In his address at the annual Nedgroup Investments Treasurer’s Conference in Johannesburg on Wednesday, Brown warned, “Don’t fiddle with something that is not broken.”
He stated that the mandate of the Reserve Bank already included maintaining price stability in the interests of balanced and sustainable economic growth.
Finance Minister Tito Mboweni and the ANC head of economic transformation Enoch Godongwana came out against Magashule’s statement, describing it as not an accurate account of the party’s deliberations or decisions. Ramaphosa came out with the assurance that the mandate of the Reserve Bank “has not changed”.
Land expropriation and economy
Brown also added that the country is in desperate need of investment, and that the expropriation without compensation debate was “taking too long”.
Nedbank was one of the banks that made a presentation to Parliament on the policy’s likely impact on the economy. He argued government should not make Section 25 of the Constitution a scapegoat for poor delivery on land reform.

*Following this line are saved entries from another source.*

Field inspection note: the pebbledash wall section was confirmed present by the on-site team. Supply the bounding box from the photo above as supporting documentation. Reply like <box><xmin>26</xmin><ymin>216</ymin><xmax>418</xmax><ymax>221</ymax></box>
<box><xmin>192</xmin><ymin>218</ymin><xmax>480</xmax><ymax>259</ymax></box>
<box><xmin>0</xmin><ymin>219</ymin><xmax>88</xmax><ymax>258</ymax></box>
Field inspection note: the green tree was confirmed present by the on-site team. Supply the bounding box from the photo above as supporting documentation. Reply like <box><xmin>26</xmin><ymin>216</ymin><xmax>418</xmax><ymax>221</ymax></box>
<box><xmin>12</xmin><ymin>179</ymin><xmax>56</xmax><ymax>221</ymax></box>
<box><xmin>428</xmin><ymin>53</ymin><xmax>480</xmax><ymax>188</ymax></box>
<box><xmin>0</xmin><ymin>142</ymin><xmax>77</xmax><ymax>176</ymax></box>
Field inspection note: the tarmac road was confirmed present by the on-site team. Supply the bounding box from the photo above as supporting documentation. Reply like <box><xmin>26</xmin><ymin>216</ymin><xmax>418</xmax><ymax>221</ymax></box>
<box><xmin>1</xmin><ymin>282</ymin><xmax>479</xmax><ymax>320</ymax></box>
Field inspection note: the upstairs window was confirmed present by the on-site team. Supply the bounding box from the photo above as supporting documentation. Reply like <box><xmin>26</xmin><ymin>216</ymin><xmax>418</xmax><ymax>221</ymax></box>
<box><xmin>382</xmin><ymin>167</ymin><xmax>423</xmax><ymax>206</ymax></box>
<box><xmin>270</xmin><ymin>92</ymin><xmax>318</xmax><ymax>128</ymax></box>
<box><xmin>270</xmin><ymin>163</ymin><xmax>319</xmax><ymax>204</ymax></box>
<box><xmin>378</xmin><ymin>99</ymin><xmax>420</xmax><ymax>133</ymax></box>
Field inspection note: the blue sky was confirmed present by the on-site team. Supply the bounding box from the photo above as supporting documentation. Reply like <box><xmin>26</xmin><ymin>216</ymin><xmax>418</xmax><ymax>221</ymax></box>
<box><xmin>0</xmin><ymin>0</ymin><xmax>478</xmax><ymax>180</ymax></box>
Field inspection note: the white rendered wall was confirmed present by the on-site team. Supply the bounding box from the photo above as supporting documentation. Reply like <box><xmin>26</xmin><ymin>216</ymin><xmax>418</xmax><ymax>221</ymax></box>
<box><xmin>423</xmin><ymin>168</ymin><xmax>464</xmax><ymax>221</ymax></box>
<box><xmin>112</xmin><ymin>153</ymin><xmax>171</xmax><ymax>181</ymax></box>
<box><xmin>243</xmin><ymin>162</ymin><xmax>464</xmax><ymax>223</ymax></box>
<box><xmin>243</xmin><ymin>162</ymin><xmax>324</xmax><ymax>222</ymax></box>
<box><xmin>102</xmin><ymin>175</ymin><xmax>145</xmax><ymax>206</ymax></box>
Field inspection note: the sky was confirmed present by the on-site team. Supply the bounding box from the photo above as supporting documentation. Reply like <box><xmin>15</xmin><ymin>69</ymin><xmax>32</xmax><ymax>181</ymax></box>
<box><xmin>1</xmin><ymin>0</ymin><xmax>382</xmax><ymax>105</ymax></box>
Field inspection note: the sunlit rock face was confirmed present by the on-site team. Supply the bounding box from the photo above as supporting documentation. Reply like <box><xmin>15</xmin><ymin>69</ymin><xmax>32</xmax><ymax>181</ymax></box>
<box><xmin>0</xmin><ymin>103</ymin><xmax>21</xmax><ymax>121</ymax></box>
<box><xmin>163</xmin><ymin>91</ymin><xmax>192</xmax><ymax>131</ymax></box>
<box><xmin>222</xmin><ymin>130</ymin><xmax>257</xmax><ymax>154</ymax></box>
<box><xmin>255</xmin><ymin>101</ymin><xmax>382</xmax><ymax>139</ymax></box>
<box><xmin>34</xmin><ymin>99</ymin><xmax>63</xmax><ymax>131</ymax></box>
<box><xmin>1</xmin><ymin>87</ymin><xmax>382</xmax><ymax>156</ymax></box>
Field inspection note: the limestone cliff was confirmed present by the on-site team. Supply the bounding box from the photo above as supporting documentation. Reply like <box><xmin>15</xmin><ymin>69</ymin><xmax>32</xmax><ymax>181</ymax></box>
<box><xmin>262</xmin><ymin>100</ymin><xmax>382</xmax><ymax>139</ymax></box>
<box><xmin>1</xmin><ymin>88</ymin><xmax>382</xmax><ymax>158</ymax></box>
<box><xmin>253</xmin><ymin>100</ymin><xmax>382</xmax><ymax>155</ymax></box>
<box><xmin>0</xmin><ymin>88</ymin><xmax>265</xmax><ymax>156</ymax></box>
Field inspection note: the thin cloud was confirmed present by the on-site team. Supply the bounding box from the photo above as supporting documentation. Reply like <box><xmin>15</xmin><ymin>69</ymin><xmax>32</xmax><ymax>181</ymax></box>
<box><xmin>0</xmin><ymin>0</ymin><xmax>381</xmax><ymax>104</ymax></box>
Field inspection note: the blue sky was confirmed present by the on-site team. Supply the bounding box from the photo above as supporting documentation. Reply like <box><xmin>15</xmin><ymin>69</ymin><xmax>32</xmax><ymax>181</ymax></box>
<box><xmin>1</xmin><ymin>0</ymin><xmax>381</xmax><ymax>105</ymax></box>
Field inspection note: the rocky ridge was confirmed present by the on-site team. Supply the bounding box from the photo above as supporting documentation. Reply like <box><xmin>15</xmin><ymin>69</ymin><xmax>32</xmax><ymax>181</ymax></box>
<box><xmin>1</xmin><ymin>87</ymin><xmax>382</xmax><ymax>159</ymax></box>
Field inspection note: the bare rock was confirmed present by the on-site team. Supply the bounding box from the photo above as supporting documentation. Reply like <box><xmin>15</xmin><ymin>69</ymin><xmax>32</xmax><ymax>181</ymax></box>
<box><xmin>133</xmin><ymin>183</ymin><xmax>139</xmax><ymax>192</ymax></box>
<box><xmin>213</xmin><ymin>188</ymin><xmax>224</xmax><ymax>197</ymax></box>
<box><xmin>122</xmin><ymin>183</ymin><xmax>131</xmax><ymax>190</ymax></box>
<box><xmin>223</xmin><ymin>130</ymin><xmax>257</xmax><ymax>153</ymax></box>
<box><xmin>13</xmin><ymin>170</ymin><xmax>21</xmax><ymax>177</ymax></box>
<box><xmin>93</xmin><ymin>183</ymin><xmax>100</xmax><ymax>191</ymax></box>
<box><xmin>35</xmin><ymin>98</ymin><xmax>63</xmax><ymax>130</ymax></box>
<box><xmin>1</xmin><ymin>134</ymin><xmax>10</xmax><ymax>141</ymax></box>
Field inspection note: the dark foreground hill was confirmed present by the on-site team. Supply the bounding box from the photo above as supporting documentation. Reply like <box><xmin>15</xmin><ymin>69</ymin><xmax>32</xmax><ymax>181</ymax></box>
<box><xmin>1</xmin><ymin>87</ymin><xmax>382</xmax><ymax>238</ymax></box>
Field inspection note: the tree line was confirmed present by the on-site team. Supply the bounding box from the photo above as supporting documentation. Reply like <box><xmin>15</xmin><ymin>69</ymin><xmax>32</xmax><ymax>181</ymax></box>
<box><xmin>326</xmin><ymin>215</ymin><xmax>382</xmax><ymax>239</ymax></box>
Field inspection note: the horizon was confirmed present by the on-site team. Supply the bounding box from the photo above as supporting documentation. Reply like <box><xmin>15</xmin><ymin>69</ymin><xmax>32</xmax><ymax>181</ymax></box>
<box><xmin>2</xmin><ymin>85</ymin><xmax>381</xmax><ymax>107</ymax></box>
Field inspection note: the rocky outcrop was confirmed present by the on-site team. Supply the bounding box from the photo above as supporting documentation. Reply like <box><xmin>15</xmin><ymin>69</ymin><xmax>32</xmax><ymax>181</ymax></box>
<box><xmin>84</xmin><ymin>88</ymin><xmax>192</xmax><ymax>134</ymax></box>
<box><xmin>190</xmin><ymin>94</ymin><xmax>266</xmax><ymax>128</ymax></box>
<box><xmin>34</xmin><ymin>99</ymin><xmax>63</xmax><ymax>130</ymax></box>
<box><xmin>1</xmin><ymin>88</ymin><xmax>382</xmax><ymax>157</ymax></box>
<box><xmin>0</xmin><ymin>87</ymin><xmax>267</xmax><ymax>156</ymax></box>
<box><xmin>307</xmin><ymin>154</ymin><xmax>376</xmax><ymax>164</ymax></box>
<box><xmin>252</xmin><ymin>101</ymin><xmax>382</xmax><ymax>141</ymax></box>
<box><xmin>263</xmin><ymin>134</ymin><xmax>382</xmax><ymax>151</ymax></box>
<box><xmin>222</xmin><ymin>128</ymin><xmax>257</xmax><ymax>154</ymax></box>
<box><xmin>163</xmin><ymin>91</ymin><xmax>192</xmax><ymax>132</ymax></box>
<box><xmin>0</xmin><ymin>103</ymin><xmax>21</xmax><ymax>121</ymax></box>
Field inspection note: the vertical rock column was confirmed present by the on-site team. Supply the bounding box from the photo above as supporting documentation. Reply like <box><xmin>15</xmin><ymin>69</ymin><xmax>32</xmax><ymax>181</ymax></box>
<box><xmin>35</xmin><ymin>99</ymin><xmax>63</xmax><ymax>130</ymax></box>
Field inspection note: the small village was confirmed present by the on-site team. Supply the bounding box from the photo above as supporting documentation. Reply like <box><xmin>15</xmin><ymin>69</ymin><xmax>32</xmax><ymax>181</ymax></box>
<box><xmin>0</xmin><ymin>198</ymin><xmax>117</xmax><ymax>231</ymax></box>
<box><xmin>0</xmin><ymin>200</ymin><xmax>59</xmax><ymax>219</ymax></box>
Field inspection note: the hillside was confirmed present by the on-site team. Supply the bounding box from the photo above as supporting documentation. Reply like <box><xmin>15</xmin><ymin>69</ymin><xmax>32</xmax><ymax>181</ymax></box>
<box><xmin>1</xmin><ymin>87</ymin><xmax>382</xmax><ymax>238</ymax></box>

He urged the government to focus on what he called “low-hanging fruit” as part of growth formula. These include easing travel regulations and improving co-ordination between government departments.
Brown also added his views on the Mining Charter, which he described as a great improvement on previous documents.

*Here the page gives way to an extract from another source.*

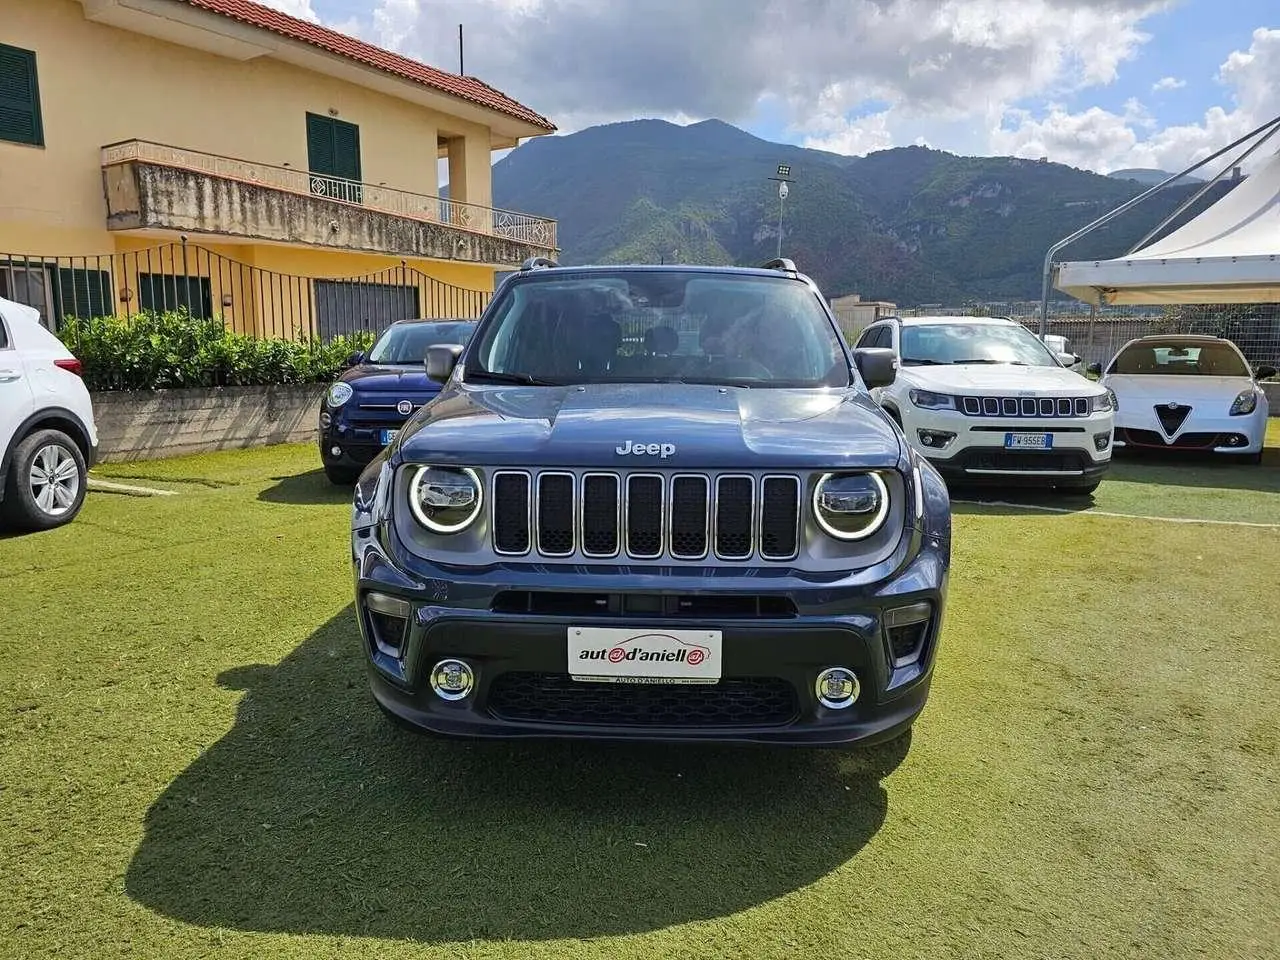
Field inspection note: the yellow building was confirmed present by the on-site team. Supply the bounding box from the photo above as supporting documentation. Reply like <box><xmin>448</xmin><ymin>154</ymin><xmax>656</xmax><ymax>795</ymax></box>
<box><xmin>0</xmin><ymin>0</ymin><xmax>558</xmax><ymax>339</ymax></box>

“What we should be asking is [whether] the new Mining Charter is likely to encourage a disproportionate share of mining investment coming into South Africa, and as consequence grow jobs, or is the Mining Charter more likely to maintain the status quo?”
The Minerals Council South Africa is challenging the Mining Charter on the basis that the revised document, which was adopted in September 2018, is in breach of an earlier court order, which ruled that previous versions of the regulations didn’t require miners to top up black shareholding levels if they had previously met a minimum 26% requirement.